1st.. Thank you for taking the time to help me.

Well I have a Ibuypower Laptop. Vista OS, AMD athlon 64 processor, 2g muskin ram, Hitachi 80g harddrive, and ATI 256 mb graphics card (not sure model).

My computer was working fine. I went to work and my 6yr old son turned on my computer. when I got home my computer was off. I tried to turn it on and the power light came on, but the screen remained black.

I asked my son if he did anything and he just said he just turned it on. I could hear the hard drive spin up.

also normally to shut off the computer via the power button, I would have to Hold the button down for 10sec. Now if you just touch the power button it shuts off. I tired the FN/F2 thing to see if it was the screen. No joy. I pretty much tried every combination of keys, with no luck.

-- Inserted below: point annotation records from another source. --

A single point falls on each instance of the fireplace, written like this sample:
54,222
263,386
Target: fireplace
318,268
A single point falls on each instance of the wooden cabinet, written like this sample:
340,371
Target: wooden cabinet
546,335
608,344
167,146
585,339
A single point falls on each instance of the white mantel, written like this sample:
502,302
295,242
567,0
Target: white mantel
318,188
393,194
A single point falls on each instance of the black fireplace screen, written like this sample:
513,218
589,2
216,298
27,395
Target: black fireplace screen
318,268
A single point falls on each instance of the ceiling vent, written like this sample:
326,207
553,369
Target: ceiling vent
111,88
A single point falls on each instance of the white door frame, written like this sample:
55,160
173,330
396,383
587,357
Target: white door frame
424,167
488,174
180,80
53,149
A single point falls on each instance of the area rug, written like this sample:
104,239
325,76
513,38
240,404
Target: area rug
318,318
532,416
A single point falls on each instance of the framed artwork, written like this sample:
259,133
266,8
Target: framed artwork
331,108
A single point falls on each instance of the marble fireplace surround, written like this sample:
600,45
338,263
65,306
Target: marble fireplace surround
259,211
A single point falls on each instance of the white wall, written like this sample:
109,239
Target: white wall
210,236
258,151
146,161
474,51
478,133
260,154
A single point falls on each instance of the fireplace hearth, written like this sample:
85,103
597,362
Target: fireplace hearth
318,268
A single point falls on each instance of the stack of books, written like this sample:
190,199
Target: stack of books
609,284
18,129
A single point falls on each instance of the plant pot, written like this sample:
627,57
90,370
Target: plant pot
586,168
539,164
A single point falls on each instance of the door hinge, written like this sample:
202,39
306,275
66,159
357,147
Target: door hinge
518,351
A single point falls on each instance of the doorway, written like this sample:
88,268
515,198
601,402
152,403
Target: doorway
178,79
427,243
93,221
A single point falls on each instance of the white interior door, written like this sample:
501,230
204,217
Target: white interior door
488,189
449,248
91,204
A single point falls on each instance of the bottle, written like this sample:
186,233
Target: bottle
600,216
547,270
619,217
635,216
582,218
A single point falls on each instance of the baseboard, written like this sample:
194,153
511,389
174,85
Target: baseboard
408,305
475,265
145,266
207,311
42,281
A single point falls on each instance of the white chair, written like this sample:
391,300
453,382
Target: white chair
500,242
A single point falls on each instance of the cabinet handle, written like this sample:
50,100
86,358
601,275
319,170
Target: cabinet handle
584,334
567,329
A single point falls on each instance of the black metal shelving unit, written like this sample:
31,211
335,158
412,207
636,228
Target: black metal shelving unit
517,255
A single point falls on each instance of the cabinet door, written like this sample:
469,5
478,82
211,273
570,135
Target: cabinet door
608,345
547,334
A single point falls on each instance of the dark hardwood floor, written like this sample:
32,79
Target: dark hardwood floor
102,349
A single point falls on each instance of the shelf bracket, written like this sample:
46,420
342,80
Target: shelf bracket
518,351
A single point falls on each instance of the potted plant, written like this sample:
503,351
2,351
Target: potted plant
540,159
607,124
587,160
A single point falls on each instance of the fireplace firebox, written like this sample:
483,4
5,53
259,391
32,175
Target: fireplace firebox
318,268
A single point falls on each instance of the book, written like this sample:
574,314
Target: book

The "wierd" thing is this... I took off the backing and reseted the RAM, Harddrive, CPU and cleaned the fan. When I put everything back and and turned it on... IT WORKED!!! lol so it powered on and worked fine, I then shut it down normally and had to go. I came back later that day and now its doing the same thing. 

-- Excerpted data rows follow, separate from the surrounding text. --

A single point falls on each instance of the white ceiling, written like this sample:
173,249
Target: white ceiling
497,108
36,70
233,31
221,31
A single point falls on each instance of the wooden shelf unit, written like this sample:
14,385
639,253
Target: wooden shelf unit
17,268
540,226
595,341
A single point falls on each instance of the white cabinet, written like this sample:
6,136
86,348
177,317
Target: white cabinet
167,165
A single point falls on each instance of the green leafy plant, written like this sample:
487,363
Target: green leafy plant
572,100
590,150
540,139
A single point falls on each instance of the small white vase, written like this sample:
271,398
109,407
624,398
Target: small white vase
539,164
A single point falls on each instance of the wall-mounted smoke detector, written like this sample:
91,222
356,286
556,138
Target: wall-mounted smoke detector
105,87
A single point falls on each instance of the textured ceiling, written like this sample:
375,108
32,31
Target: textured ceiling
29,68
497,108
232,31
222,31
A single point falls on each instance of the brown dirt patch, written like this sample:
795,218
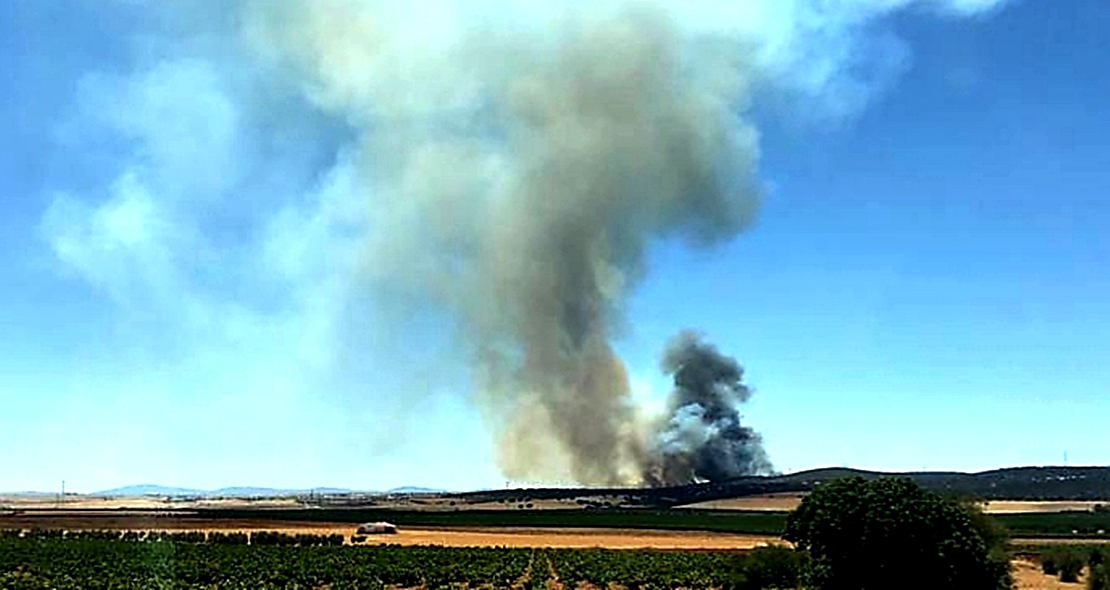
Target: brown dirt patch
448,537
1028,576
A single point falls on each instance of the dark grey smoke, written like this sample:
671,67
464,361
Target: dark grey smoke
702,438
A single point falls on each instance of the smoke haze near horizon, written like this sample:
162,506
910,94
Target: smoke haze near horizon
506,166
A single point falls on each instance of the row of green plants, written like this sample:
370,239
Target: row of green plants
1071,562
269,538
1089,524
38,562
756,569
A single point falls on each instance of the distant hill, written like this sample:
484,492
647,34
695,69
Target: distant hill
1011,484
415,489
148,489
244,491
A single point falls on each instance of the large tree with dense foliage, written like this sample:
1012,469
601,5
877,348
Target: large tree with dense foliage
886,533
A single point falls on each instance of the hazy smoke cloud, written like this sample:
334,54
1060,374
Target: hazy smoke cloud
703,439
521,161
523,203
503,164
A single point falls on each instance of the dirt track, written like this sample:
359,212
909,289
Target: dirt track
451,537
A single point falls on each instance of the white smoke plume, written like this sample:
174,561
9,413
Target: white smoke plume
510,165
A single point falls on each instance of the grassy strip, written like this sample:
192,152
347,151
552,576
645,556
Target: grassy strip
734,521
1041,525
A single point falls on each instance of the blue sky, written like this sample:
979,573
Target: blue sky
925,287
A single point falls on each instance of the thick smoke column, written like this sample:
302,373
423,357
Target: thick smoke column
516,182
703,438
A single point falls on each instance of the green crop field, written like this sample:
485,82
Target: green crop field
735,521
94,561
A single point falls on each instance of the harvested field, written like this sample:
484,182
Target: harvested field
1028,576
409,536
575,539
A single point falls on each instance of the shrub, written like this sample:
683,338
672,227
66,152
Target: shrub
770,567
890,533
1070,569
1099,578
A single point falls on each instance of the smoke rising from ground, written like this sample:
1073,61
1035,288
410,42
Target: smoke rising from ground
517,182
522,159
702,439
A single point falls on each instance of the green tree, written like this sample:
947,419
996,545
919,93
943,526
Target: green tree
888,532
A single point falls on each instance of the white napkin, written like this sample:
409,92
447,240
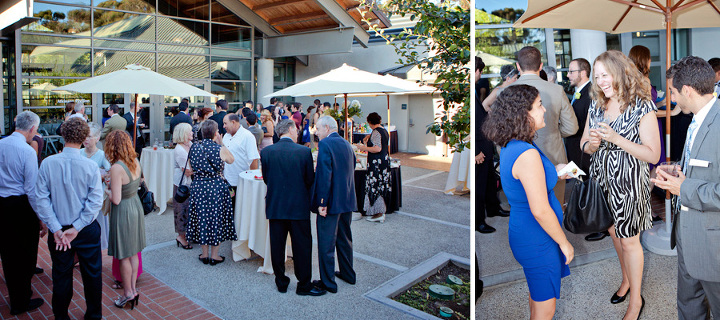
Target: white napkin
572,169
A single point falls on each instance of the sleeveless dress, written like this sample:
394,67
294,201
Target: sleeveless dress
127,222
540,256
377,184
211,212
624,178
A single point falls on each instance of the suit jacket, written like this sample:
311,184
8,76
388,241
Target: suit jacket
178,119
116,122
572,143
218,118
697,225
560,119
287,170
334,185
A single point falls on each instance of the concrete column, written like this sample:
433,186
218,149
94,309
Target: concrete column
265,79
587,44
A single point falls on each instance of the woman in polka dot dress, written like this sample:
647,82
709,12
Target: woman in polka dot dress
211,212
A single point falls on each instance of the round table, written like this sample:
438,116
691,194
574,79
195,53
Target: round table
251,224
460,177
158,168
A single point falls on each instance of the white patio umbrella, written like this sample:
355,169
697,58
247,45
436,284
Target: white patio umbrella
135,79
619,16
347,80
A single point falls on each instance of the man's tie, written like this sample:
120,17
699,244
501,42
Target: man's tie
686,155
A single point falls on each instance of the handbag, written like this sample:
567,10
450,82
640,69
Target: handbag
587,210
183,191
147,198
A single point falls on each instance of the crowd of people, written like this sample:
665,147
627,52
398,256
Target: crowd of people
86,196
610,129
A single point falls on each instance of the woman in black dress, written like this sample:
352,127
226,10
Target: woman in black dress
211,212
377,183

So I do not think its the screen, but am lost. Any help you can provide, would be great. Again thank you for taking time to read this.

Bryan


----------



## sobeit (Nov 11, 2007)

when you turn it on, does it sound like its running normal just without the screen? In other words do the fans come on, lights come on etc... If so, try an external monitor and see if it work

Also are you having the problems with it on battery or plugged in? make sure the battery is not loose. Maybe try holding it in when you first turn it on.


----------



## bry777 (Jul 26, 2008)

Thanks for the reply. I did try another screen > no luck. I also tried it on battery and power cable> no luck. 

It does power on normally. the HD light blinks 3 or four times and then flashes rapidly for a second, then goes out. The fans come on. The "Moon" light turns steady red. not sure what that is. Also, sometimes I turn it on the moon light is on, others its not.

its a mystery... but thanks for the help


----------



## TriggerFinger (Jan 30, 2008)

bry777 said:


> The "wierd" thing is this... I took off the backing and reseted the RAM, Harddrive, CPU and cleaned the fan. When I put everything back and and turned it on... IT WORKED!!! lol so it powered on and worked fine, I then shut it down normally and had to go. I came back later that day and now its doing the same thing.


You removed the CPU? Did you apply thermal compound on the CPU and heatsink when you put it back in place? I suggest you try the same things you did before but this time, just reseat the RAM.. better if you use a known working spare.


----------



## bry777 (Jul 26, 2008)

Thanks trigger, I will give that a try


----------